During the last election, President Trump made “No Tax on Tips” the centerpiece of what he claimed would be “pro-working class” tax reform. Congress moved to fulfill that promise when it created a new tax deduction as part of the “One Big Beautiful Bill” (OBBB) passed last summer. But new preliminary guidance from the Treasury Department about who can actually claim the new deduction makes increasingly clear just how unfair this policy really is to most working Americans.
OBBB allows workers with incomes less than $400,000 to deduct up to $25,000 of income they receive in tips from their taxable income through 2028. Many experts warned that such a policy would likely encourage savvy professionals to restructure their existing income as tips to benefit from the deduction, so Congress also attempted to limit it to only professions that “customarily and regularly” received tips in the past. Last week, the Treasury Department released a preliminary list of occupations that would qualify – and it includes many that neither voters nor lawmakers were probably intending to give a special tax preference.

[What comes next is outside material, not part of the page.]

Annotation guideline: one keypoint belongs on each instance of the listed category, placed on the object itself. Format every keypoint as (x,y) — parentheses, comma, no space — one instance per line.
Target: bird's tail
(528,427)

For example, the list includes “digital content creators.” Most of the revenue content creators receive generally comes from subscriptions or advertising, but some platforms also allow viewers to make voluntary payments. This practice is particularly common on livestreaming sites like Twitch and OnlyFans, the latter of which is often used to stream sexually explicit content. What this means is that someone who posts adult content on OnlyFans can pay substantially less in taxes than most workers with the exact same income simply by soliciting voluntary payments from their viewers, because the IRS will consider those payments to be tax-deductible tips.
Consider this scenario and its consequences for the fairness of our tax system: An adult content creator earns $80,000 a year on OnlyFans, two thirds of which comes from subscription revenue and one third from voluntary payments. That content creator would pay roughly $4,480 in federal income taxes if they claimed both the standard deduction and the maximum tips deduction. But a nurse, teacher, or firefighter who made the exact same income and was similarly situated economically in every other way would have a federal income tax bill of $9,060 – more than twice as much.
The point here is not to denigrate the work of content creators. But would anyone really argue that they provide more value to society than those other professions, such that they deserve to pay half as much in taxes? Not likely.
One might think the solution here would be for Treasury to narrow the final guidance only to those traditional customer-facing service professions voters and lawmakers likely had in mind when they supported the tips exemption, such as waiters and cab drivers. But that approach would still raise reasonable concerns about unfair treatment for workers who do not qualify for a special deduction. After meeting with Treasury officials earlier this week to discuss the implementation of OBBB, one Republican member of the House Ways & Means Committee said that the administration’s goal in administering the tips deduction is to ensure that “If you’ve received tips before, you qualify.” Under that standard, it’s hard to argue that content creators who previously received voluntary payments that could be considered tips shouldn’t be able to deduct them. But what other, more-restrictive standard could Treasury use that doesn’t risk running afoul of the statutory guidance based on a bureaucrat’s subjective judgment?
The reality is that – no matter how well-intentioned – any attempt to create special tax carve-outs such as the tips deduction inevitably creates inequities, invites abuse, and shifts the burden onto everyone else. Making tips tax deductible does nothing for the 97% of working Americans who do not earn tips, or the 40% of tipped workers whose incomes were so low they already owe no federal income tax. But they will pay the price: the roughly $32 billion in increased deficits needed to fund the deduction for four years will increase inflation in the short term, and the permanent hole that the policy leaves in the federal budget will likely force Congress to eventually raise taxes on working Americans more broadly to recoup the lost revenue.
The tips deduction is likely here to stay at least until 2028. But when it expires, policymakers who want to create a more worker-friendly tax code should aim to replace it with changes that treat workers with similar incomes similarly. For example, they could expand the Earned Income Tax Credit, which rewards low and middle-income families for working. Or they could take the more ambitious step of replacing regressive payroll taxes with progressive consumption taxes, as I have previously advocated. Either of these approaches would result in working Americans paying lower taxes on their earnings than under current law, with the greatest benefits flowing to those with lower- and middle-incomes – regardless of how they earn that income.